Dodge manipulation, but keep line of communication open
Q: I'm a month late in scheduling a second postsurgical checkup for myself. My mother refuses to speak to me until I get the checkup and report the results to her.
I am 37 and independent. I'm not procrastinating intentionally (e.g., in fear). I'm not requiring her to remain cordial as a precondition for acting on my own behalf. I know I will get around to making the appointment soon and I'm comfortable with my management of my health care.
What I'm not comfortable with is her threat to sacrifice our entire relationship over this. What she wants isn't unreasonable (although I don't owe it to her), but I reject her tactics as disproportional, highly punitive, hostile and manipulative. I know she cares and sense she is overreacting in fear. I'm trying to be compassionate. But an ultimatum like this should be a last resort used only in the direst circumstance, which this is not.
Sharing medical updates with her, as I would ordinarily, now equates with validating her ploy, which I refuse to do. Withholding them seems retaliatory and just as punitive as her ultimatum.
If I must get my checkup without telling her, just to avoid the perception of successful manipulation, then I guess I'll do that. I don't like it, but I don't see another option. Do you?
A: It's essential, I agree, that you don't cave to her attempt to control you. But you don't have to fight punitive withholding with punitive withholding.
Explain to your mom that you are not changing the way you manage your care in response to her ultimatum, because you believe the only legitimate reason to change course would be a medical one. Remind her that you've been responsible enough to seek the diagnosis, get the surgery and arrive for your first followup, and you will continue to be responsible independent of her involvement.
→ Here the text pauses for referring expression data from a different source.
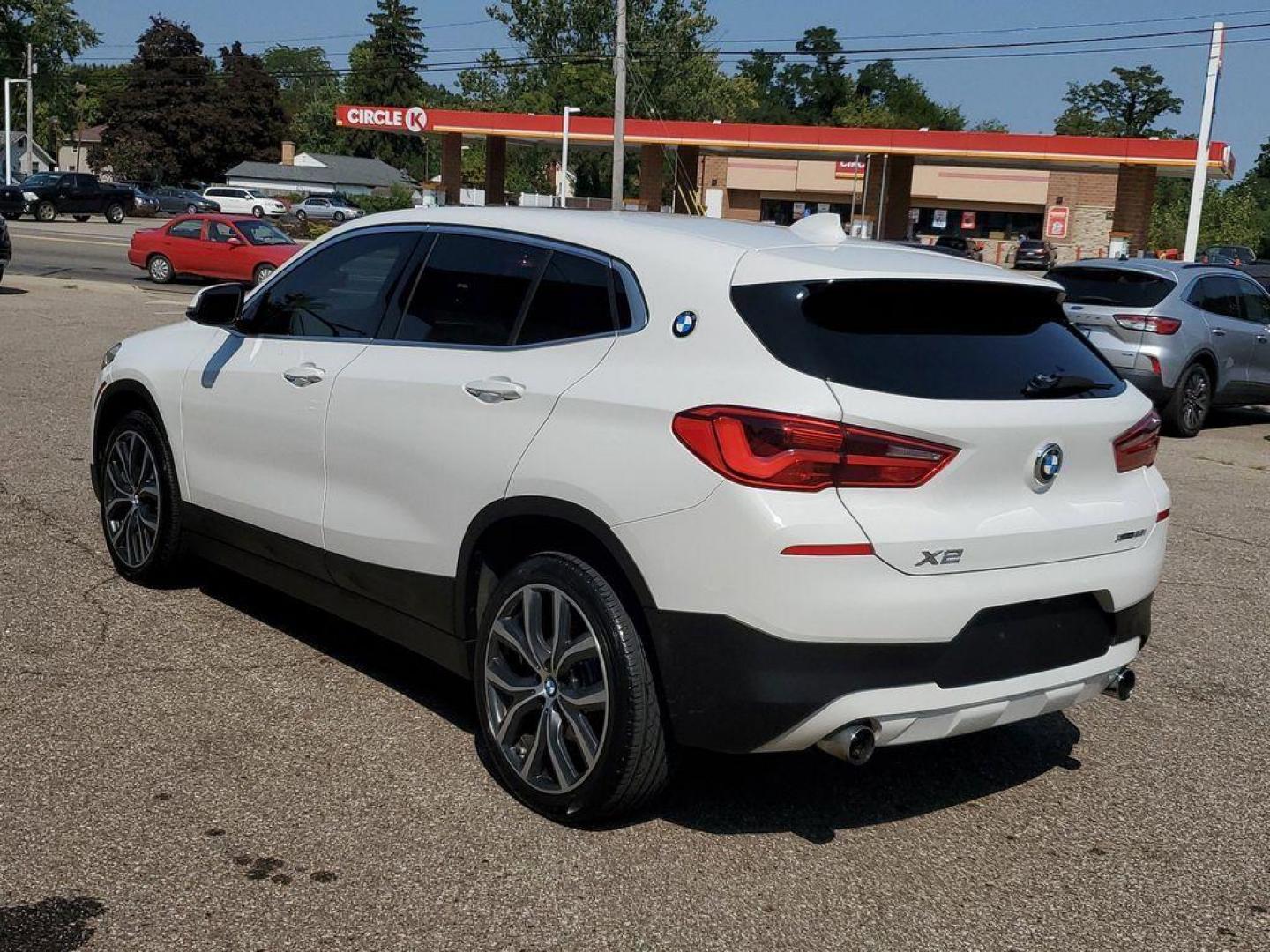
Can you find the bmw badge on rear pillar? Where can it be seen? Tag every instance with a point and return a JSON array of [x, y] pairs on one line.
[[897, 498]]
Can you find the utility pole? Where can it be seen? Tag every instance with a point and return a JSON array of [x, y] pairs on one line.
[[620, 106], [1206, 132], [31, 111]]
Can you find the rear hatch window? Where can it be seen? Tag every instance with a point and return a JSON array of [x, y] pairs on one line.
[[926, 338], [1114, 287]]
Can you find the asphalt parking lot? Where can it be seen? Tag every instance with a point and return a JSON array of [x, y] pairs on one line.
[[217, 767]]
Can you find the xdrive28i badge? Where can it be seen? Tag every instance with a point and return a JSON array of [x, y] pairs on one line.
[[684, 324], [1047, 466]]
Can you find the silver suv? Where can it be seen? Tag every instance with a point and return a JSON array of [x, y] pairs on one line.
[[1191, 337]]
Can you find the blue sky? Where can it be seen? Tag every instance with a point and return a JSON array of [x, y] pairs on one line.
[[1025, 92]]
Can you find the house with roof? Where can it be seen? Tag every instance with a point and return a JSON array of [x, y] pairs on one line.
[[318, 173], [17, 156]]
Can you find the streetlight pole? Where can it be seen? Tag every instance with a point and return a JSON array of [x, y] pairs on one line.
[[564, 155], [1206, 131], [620, 107]]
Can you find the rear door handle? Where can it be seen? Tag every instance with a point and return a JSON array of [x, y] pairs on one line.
[[303, 375], [496, 390]]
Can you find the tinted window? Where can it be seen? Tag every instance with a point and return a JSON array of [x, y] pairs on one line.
[[260, 233], [1256, 305], [934, 339], [1217, 294], [340, 291], [571, 301], [192, 227], [1117, 287], [471, 291]]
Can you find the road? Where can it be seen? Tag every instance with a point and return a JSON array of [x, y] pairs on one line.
[[216, 767]]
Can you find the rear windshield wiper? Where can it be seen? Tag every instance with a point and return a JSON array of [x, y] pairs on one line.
[[1045, 386]]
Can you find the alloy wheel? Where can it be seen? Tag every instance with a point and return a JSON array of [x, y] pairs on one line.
[[131, 499], [1195, 398], [546, 688]]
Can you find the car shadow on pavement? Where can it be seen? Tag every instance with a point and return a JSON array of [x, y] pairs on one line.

Tell her you are disappointed that she used an ultimatum, and hope she will reconsider, because you will miss talking to her.
Then assure her that if there is definitive, "need to know" news, good or bad, you will tell her immediately, of course — but otherwise you're inclined to hold off on the incremental ups and downs because it seems to be stressing both of you out.
Then give her the chance she didn't give you: Say you're not wedded to your decision, and welcome her thoughts. Remember, if she abuses this trust, then you always have the option to hold the line on what you disclose.
This announcement will have to be in writing or on voice mail, since her refusal to speak limits you logistically. However, writing/recording will help you override your emotional reflexes — and escalation is the last thing you want since, I believe, you sense her fear correctly. She may well be picking this fight with you just to feel like she's in control of something — and because anger is a power emotion while fear and dread are impotent.
Putting this all in message form also allows you to make your case without interruption. Use that. Finish your message by saying that you know she cares and is afraid to lose you, that you love her, and that she's welcome to call you whenever she's ready to talk.